Robots.txt Generator
Generate a valid robots.txt file in seconds. Set user-agents, allow and disallow paths, crawl delay, and sitemap URL — no manual editing required.
Use * for all crawlers or a specific bot name, e.g. Googlebot
Optional. Leave blank to omit.
One path per line. Use / to block everything.
Override a disallow rule for a specific sub-path.
Optional. Google ignores this; useful for smaller crawlers.
User-agent: * Disallow: /admin/ Disallow: /private/ Sitemap: https://example.com/sitemap.xml
What is a robots.txt file and why does it matter?
A robots.txt file is a plain-text document you place at the root of your website
(https://yourdomain.com/robots.txt). It implements the
Robots Exclusion Protocol, signalling to well-behaved search engine crawlers which parts
of your site they should or should not request. Getting it right keeps crawl budget focused on
the pages that matter and protects staging areas, admin panels, or duplicate content from
appearing in search indices.
How to use this generator
- User-agent — target a specific bot (e.g.
Googlebot) or use*to apply rules to every crawler. - Disallow paths — enter one path per line. Use
/to block everything or/admin/to block a directory. - Allow paths — carve exceptions out of a broader disallow rule.
- Crawl-delay — optional seconds between requests; respected by some but not all crawlers (Google ignores it).
- Sitemap URL — adding your sitemap here lets crawlers discover it even without a Search Console submission.
Quick presets
Use the Allow all preset to emit a permissive robots.txt that lets every bot crawl every page — the right choice for most public sites. Switch to Block all when you want to prevent all crawling, such as on a staging environment or before a site launch.
Privacy
All output is generated locally in your browser. Your paths, sitemap URLs, and configuration are never transmitted to any server.
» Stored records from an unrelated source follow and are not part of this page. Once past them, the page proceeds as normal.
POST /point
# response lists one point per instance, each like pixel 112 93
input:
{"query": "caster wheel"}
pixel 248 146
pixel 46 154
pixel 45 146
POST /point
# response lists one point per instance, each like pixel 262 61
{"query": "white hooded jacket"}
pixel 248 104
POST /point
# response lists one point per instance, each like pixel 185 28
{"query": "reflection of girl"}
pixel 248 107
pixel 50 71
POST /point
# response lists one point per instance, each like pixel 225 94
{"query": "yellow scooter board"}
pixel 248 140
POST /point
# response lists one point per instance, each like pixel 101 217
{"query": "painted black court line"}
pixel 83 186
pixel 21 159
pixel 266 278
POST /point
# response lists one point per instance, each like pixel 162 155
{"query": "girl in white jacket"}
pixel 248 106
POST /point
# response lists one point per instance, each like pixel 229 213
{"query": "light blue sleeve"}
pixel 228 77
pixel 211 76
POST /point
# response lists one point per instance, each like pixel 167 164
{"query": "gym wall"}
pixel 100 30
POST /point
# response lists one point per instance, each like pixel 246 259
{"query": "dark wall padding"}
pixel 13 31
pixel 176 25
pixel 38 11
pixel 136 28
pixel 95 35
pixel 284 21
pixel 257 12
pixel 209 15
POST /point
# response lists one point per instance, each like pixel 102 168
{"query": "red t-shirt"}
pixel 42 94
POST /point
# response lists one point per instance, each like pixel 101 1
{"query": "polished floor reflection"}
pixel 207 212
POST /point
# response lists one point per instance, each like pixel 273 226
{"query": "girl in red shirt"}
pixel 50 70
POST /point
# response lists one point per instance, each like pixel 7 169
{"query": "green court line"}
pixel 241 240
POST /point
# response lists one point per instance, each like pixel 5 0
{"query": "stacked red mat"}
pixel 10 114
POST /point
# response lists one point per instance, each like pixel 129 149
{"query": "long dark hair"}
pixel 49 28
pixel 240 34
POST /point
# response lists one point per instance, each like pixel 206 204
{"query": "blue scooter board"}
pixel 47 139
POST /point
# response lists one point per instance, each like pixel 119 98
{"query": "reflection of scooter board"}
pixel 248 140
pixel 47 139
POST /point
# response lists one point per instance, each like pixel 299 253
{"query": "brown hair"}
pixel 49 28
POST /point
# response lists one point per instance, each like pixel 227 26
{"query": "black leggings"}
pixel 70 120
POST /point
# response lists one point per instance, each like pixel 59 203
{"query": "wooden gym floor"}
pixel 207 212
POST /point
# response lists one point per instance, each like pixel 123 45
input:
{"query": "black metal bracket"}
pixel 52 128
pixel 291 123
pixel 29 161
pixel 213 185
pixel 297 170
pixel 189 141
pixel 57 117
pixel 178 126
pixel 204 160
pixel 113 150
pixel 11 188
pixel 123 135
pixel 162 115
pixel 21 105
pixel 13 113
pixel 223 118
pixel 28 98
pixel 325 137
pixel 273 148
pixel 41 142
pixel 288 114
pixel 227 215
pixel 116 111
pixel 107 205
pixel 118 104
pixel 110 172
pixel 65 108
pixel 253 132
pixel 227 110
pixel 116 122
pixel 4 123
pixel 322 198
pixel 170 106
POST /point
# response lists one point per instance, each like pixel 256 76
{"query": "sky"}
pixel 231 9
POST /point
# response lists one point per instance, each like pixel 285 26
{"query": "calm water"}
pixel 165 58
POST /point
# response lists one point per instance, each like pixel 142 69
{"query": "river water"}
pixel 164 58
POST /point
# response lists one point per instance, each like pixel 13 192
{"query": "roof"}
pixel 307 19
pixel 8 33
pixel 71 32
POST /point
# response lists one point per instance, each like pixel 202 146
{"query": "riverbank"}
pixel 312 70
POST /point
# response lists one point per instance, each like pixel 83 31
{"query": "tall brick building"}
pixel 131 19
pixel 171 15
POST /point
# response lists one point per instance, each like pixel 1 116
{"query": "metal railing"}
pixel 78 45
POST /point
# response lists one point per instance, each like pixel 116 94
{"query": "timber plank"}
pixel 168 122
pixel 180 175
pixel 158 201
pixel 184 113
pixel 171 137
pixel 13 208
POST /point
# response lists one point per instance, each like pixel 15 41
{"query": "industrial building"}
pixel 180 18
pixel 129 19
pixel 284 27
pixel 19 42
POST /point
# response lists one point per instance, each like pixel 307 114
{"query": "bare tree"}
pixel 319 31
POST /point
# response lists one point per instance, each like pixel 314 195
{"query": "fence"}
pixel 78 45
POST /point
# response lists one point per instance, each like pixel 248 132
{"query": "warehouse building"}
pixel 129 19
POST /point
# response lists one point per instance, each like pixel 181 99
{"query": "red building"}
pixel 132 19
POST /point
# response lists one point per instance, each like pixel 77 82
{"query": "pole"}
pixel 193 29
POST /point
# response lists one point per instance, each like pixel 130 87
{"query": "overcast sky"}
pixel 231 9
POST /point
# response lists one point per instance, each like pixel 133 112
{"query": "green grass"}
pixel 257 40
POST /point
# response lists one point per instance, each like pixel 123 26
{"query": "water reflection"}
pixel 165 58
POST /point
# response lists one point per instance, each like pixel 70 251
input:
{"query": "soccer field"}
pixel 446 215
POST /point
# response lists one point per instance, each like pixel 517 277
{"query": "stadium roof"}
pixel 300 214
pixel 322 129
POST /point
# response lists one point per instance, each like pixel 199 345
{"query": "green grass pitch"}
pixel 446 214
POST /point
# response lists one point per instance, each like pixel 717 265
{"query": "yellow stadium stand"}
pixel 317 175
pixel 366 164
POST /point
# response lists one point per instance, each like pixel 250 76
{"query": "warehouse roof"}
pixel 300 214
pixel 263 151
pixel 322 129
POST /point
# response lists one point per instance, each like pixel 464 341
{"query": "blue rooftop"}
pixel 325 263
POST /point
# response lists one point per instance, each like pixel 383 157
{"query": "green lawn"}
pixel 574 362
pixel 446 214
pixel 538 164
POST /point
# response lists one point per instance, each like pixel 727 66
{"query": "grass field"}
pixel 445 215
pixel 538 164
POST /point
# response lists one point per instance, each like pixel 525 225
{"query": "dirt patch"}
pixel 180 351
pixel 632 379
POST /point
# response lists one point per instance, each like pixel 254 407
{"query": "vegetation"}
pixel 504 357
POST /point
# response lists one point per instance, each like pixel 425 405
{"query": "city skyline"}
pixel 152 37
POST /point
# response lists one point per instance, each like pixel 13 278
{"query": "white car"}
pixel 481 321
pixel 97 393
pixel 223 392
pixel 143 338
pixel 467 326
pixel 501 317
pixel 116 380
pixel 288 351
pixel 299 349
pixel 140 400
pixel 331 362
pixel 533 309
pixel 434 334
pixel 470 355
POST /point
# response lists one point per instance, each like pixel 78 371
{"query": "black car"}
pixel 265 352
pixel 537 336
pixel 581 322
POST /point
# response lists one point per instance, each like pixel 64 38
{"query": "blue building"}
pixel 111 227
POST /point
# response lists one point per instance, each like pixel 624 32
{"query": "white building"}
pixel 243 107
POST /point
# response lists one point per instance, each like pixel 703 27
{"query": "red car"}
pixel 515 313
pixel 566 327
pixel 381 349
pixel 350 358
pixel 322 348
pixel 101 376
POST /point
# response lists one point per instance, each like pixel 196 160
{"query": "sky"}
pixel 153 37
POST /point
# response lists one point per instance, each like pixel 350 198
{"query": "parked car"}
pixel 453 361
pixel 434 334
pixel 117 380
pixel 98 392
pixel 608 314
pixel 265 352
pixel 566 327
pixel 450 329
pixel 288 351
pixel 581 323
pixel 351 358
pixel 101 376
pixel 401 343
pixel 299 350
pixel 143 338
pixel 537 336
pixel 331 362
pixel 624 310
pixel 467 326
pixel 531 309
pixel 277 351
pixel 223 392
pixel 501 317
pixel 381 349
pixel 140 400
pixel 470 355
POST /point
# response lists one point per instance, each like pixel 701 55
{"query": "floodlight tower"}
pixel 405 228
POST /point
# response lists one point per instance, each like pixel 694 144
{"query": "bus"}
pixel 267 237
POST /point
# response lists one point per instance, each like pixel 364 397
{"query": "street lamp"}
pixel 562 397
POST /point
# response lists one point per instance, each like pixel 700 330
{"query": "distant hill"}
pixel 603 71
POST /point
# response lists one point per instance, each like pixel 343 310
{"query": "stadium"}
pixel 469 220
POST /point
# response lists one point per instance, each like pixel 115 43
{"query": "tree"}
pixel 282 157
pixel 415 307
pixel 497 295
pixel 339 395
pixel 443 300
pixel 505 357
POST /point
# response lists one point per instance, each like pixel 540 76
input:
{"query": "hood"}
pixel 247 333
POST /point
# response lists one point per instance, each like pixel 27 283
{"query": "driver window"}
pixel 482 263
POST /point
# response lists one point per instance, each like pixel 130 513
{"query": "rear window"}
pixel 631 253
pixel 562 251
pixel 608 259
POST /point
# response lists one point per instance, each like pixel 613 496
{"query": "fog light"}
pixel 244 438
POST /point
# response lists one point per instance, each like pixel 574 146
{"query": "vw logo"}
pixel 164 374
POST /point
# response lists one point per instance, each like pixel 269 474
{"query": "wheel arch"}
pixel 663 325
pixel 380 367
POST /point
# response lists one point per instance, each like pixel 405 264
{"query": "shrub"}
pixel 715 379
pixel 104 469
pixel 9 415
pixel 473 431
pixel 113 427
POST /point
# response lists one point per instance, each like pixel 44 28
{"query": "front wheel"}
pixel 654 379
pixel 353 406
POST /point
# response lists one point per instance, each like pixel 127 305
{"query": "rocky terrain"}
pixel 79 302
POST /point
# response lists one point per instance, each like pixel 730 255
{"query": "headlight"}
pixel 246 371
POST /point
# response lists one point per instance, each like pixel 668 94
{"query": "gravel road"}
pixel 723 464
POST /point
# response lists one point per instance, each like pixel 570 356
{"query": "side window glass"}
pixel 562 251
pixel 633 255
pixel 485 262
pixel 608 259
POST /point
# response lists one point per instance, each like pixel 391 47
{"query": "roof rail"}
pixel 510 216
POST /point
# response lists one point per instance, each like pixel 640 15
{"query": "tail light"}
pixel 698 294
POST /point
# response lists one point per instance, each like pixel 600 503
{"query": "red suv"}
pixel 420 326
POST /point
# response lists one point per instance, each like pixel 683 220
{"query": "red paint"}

Frequently Asked Questions
What is a robots.txt file?↓
A robots.txt file sits at the root of your domain (e.g. https://example.com/robots.txt) and tells search engine crawlers which pages or directories they may or may not access. It is a plain-text file following the Robots Exclusion Protocol — a widely adopted de-facto standard supported by Google, Bing, and every major search engine.
Does robots.txt actually block indexing?↓
No — it only controls whether a crawler may fetch a URL, not whether the URL appears in search results. A disallowed page can still be indexed if other sites link to it. To prevent indexing, combine robots.txt disallow rules with a <meta name="robots" content="noindex"> tag or an X-Robots-Tag HTTP response header on the target page.
Should I use Allow: / or leave Allow empty to permit all crawling?↓
Leaving both Allow and Disallow empty (or only specifying "User-agent: *") already permits full crawling — it is the default. An explicit "Allow: /" is only meaningful when paired with a more specific "Disallow:" rule, such as "Disallow: /private/" and "Allow: /private/press-kit/", to carve out a sub-path from a broader block.